Ah, ye olde visions of economic democracy. Adam Smith saw an invisible hand in the interactions of consumers and entrepreneurs that would self-regulate the marketplace. Thomas Jefferson imagined a society of yeoman farmers, each of whom wielded some power, none of whom wielded too much. Lost Edens, it seems, given the bigness — big business, big labor, special interests galore — that prevailed over individuals for a century or more. We've known a monologue economy, in which businesses talked to consumers, and consumers didn't talk back, except with their feet.
Enter the Internet. Monologue has become dialogue; the conversation is now interactive. This edition of The Next Economy, a joint project of The Atlantic and National Journal, explores the effects of communications technology and social media on the economy's balances of power. Is power returning to the people, by means of technologies they have previously lacked?
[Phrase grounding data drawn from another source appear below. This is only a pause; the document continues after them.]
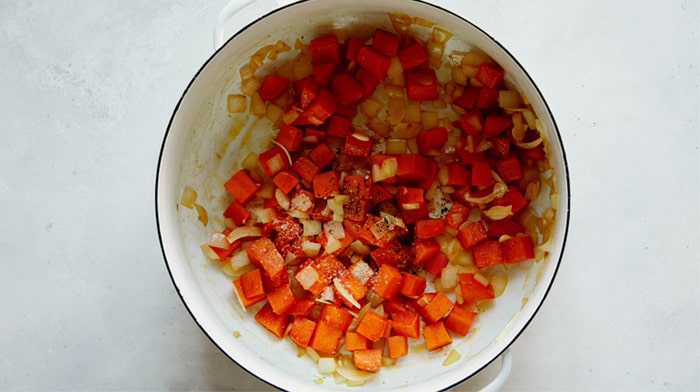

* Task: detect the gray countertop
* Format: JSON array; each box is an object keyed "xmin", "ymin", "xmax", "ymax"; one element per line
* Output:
[{"xmin": 1, "ymin": 0, "xmax": 698, "ymax": 390}]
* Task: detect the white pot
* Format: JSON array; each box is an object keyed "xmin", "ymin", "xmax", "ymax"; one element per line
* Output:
[{"xmin": 156, "ymin": 0, "xmax": 570, "ymax": 390}]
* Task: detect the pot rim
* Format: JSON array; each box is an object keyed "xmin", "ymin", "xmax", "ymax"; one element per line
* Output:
[{"xmin": 155, "ymin": 0, "xmax": 571, "ymax": 390}]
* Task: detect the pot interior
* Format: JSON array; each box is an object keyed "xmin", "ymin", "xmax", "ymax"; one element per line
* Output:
[{"xmin": 157, "ymin": 0, "xmax": 569, "ymax": 390}]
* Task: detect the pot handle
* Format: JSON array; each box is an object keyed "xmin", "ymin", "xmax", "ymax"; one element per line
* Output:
[
  {"xmin": 479, "ymin": 349, "xmax": 512, "ymax": 392},
  {"xmin": 214, "ymin": 0, "xmax": 297, "ymax": 49}
]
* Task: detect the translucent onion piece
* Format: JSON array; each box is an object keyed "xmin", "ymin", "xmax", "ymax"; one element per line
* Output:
[
  {"xmin": 349, "ymin": 240, "xmax": 371, "ymax": 255},
  {"xmin": 318, "ymin": 357, "xmax": 336, "ymax": 375},
  {"xmin": 324, "ymin": 220, "xmax": 346, "ymax": 239},
  {"xmin": 301, "ymin": 219, "xmax": 322, "ymax": 237},
  {"xmin": 200, "ymin": 244, "xmax": 219, "ymax": 260},
  {"xmin": 229, "ymin": 249, "xmax": 251, "ymax": 271},
  {"xmin": 327, "ymin": 195, "xmax": 349, "ymax": 222},
  {"xmin": 305, "ymin": 347, "xmax": 321, "ymax": 363},
  {"xmin": 302, "ymin": 241, "xmax": 321, "ymax": 258},
  {"xmin": 227, "ymin": 226, "xmax": 262, "ymax": 243},
  {"xmin": 483, "ymin": 205, "xmax": 513, "ymax": 220},
  {"xmin": 194, "ymin": 204, "xmax": 208, "ymax": 226},
  {"xmin": 442, "ymin": 349, "xmax": 461, "ymax": 366},
  {"xmin": 209, "ymin": 232, "xmax": 229, "ymax": 249},
  {"xmin": 371, "ymin": 157, "xmax": 398, "ymax": 182},
  {"xmin": 490, "ymin": 274, "xmax": 508, "ymax": 297},
  {"xmin": 514, "ymin": 134, "xmax": 543, "ymax": 149},
  {"xmin": 241, "ymin": 151, "xmax": 258, "ymax": 172},
  {"xmin": 336, "ymin": 364, "xmax": 376, "ymax": 382},
  {"xmin": 498, "ymin": 90, "xmax": 522, "ymax": 109},
  {"xmin": 334, "ymin": 278, "xmax": 361, "ymax": 309},
  {"xmin": 461, "ymin": 182, "xmax": 508, "ymax": 204},
  {"xmin": 227, "ymin": 94, "xmax": 247, "ymax": 113},
  {"xmin": 180, "ymin": 187, "xmax": 197, "ymax": 209}
]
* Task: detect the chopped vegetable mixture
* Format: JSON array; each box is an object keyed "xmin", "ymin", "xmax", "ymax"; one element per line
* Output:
[{"xmin": 191, "ymin": 12, "xmax": 558, "ymax": 384}]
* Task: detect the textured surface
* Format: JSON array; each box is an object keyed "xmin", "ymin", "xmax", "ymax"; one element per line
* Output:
[{"xmin": 0, "ymin": 0, "xmax": 698, "ymax": 390}]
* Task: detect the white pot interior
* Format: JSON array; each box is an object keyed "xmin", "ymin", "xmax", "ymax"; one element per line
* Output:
[{"xmin": 156, "ymin": 0, "xmax": 569, "ymax": 390}]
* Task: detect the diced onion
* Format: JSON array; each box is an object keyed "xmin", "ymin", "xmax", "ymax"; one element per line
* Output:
[
  {"xmin": 371, "ymin": 158, "xmax": 398, "ymax": 182},
  {"xmin": 385, "ymin": 139, "xmax": 407, "ymax": 154},
  {"xmin": 482, "ymin": 205, "xmax": 513, "ymax": 220},
  {"xmin": 327, "ymin": 195, "xmax": 348, "ymax": 222},
  {"xmin": 461, "ymin": 50, "xmax": 488, "ymax": 67},
  {"xmin": 349, "ymin": 261, "xmax": 375, "ymax": 285},
  {"xmin": 241, "ymin": 151, "xmax": 259, "ymax": 172},
  {"xmin": 499, "ymin": 90, "xmax": 522, "ymax": 108},
  {"xmin": 291, "ymin": 191, "xmax": 314, "ymax": 213},
  {"xmin": 194, "ymin": 204, "xmax": 208, "ymax": 226},
  {"xmin": 241, "ymin": 78, "xmax": 262, "ymax": 96},
  {"xmin": 324, "ymin": 220, "xmax": 346, "ymax": 239},
  {"xmin": 440, "ymin": 264, "xmax": 459, "ymax": 290},
  {"xmin": 229, "ymin": 249, "xmax": 251, "ymax": 271},
  {"xmin": 324, "ymin": 235, "xmax": 343, "ymax": 255},
  {"xmin": 250, "ymin": 93, "xmax": 265, "ymax": 117},
  {"xmin": 302, "ymin": 241, "xmax": 322, "ymax": 257},
  {"xmin": 296, "ymin": 265, "xmax": 320, "ymax": 291},
  {"xmin": 318, "ymin": 357, "xmax": 336, "ymax": 375},
  {"xmin": 349, "ymin": 240, "xmax": 371, "ymax": 255},
  {"xmin": 301, "ymin": 219, "xmax": 322, "ymax": 236},
  {"xmin": 227, "ymin": 94, "xmax": 247, "ymax": 113},
  {"xmin": 180, "ymin": 187, "xmax": 197, "ymax": 209},
  {"xmin": 394, "ymin": 122, "xmax": 422, "ymax": 138},
  {"xmin": 360, "ymin": 98, "xmax": 383, "ymax": 117}
]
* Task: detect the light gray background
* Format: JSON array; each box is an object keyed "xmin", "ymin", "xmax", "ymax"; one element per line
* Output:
[{"xmin": 1, "ymin": 0, "xmax": 698, "ymax": 391}]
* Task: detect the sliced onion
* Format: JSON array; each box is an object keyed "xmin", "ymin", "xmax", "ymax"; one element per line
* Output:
[
  {"xmin": 514, "ymin": 134, "xmax": 543, "ymax": 149},
  {"xmin": 227, "ymin": 226, "xmax": 262, "ymax": 243},
  {"xmin": 490, "ymin": 274, "xmax": 508, "ymax": 297},
  {"xmin": 200, "ymin": 244, "xmax": 219, "ymax": 260},
  {"xmin": 461, "ymin": 182, "xmax": 508, "ymax": 204},
  {"xmin": 305, "ymin": 347, "xmax": 321, "ymax": 363},
  {"xmin": 275, "ymin": 188, "xmax": 291, "ymax": 210},
  {"xmin": 336, "ymin": 364, "xmax": 376, "ymax": 382},
  {"xmin": 334, "ymin": 278, "xmax": 361, "ymax": 309},
  {"xmin": 483, "ymin": 205, "xmax": 513, "ymax": 220},
  {"xmin": 209, "ymin": 232, "xmax": 229, "ymax": 249}
]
Yes, as Jeff Howe learns in his cover story. The author of the book Crowdsourcing traces the rise of what he calls the "consumerate." As smartphones facilitate comparison shopping in a way Adam Smith would have died for, Facebook and Twitter marshal impromptu armies of the aggrieved that can smack down huge corporations in a trice. The wiser companies are shifting their strategies
and learning to listen to their customers as never before. Hence, the dialogue.